Low- and moderate-income Americans face a cash crunch

Rising stock and home prices have allowed high-income earners to escape the cash crunch that afflicts less wealthy people.

Consumer prices have risen about 25% since 2020, according to federal data. Most wealthy Americans can easily cover that spread with stock income, high incomes, and relatively deep savings.

“Their wealth is increasing,” said Taylor Jo Eisenberg, executive director of the Economic Security Project, a nonprofit advocacy group for low-income families. “So they are spending while millions of Americans in very different situations are navigating an affordability crisis.”

Unsurprisingly, retailers and analysts are counting on high earners to drive sales during the upcoming holiday season.

“Upper-income shoppers account for a disproportionate share of the holiday shopping season and are likely to account for the majority of this year’s growth from the 2024 shopping season,” Jennifer Timmerman, senior investment strategy analyst at Wells Fargo Investment Institute, said in a Nov. 24 analysis of Black Friday.

Low- and moderate-income shoppers will seek discounts and rely on buy-now-pay-later financing to get through the holiday season, Timmerman said.

High income earners owe their wealth growth to stocks.

Economists point to stocks and housing as two key factors in the rise in wealth for high-income Americans.

“The AI ​​boom has driven up the stock prices of AI companies, and these companies are owned by households in the top 10% of the income and wealth distribution,” Zandi said. According to the U.S. Census, the top 10% of households earned more than $251,000 in 2024.

The S&P 500 is up 261% over the past decade, according to an August report from The Motley Fool.

This rise primarily benefited the wealthy. The top 1% of Americans own half of all stocks, according to federal data.

“Their sense of the economic situation is based on the stock market,” said Ryan Sweet, chief U.S. economist at Oxford Economics. “And when people generally feel better, they’re more likely to spend a little more money.”

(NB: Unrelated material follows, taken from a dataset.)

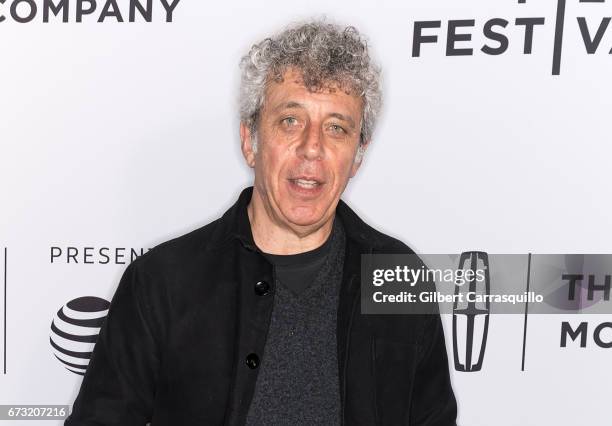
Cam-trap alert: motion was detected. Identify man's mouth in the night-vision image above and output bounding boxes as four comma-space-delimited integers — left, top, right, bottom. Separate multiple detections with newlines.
289, 178, 323, 189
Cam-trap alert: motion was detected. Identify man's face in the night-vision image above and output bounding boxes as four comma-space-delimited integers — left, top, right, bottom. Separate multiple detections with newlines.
241, 68, 363, 229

The typical shareholder in the top 10% of income earners held $1.1 million in stock in the third quarter of 2025, up from $624,000 at the end of 2022, according to research from the University of Michigan.

According to the survey, 63% of high-income stockholders expect the market to rise over the next year.

Rising house prices boosted high-income earners

Another major factor driving the prosperity of high-income groups is real estate. And the average home sale price rose 41% from the second quarter of 2020 to the same period in 2022, to $525,100, according to federal data.

According to the 2022 Federal Consumer Finance Survey, 90% of high-income Americans own a home, compared to an overall homeownership rate of about 66%.

Many high-income homeowners benefit from lower borrowing costs. Interest rates on 30-year mortgages hovered around 3% at the peak of the pandemic. Millions of homeowners refinanced at historically low interest rates.

“If they had a mortgage, they got it paid off when interest rates were low,” Zandi said. Currently, “they earn more income from their money market accounts than they pay in interest on their mortgages.”

What happens if high-income earners stop spending?

Thanks to skyrocketing stock prices and soaring home prices, high-income Americans drove consumer spending in the 2020s. Overall spending rose from $14.5 trillion in August 2020 to $21.1 trillion in August 2025, according to federal data.

But if wealthy Americans stop spending, the economy could suffer.

High earners must continue to be employed to maintain their positions. The U.S. unemployment rate was 4.4% in September, the highest since 2021.

“If the labor market starts to collapse, it will hurt confidence up and down the income distribution,” Sweet said.

Wealthy Americans are also particularly sensitive to stocks, which are notoriously volatile assets.

“If stock prices fall significantly and remain that way, that will weigh on spending,” Zandi said. “This group is moving the economic train with their spending. If they pull out, they will take the economy with them.”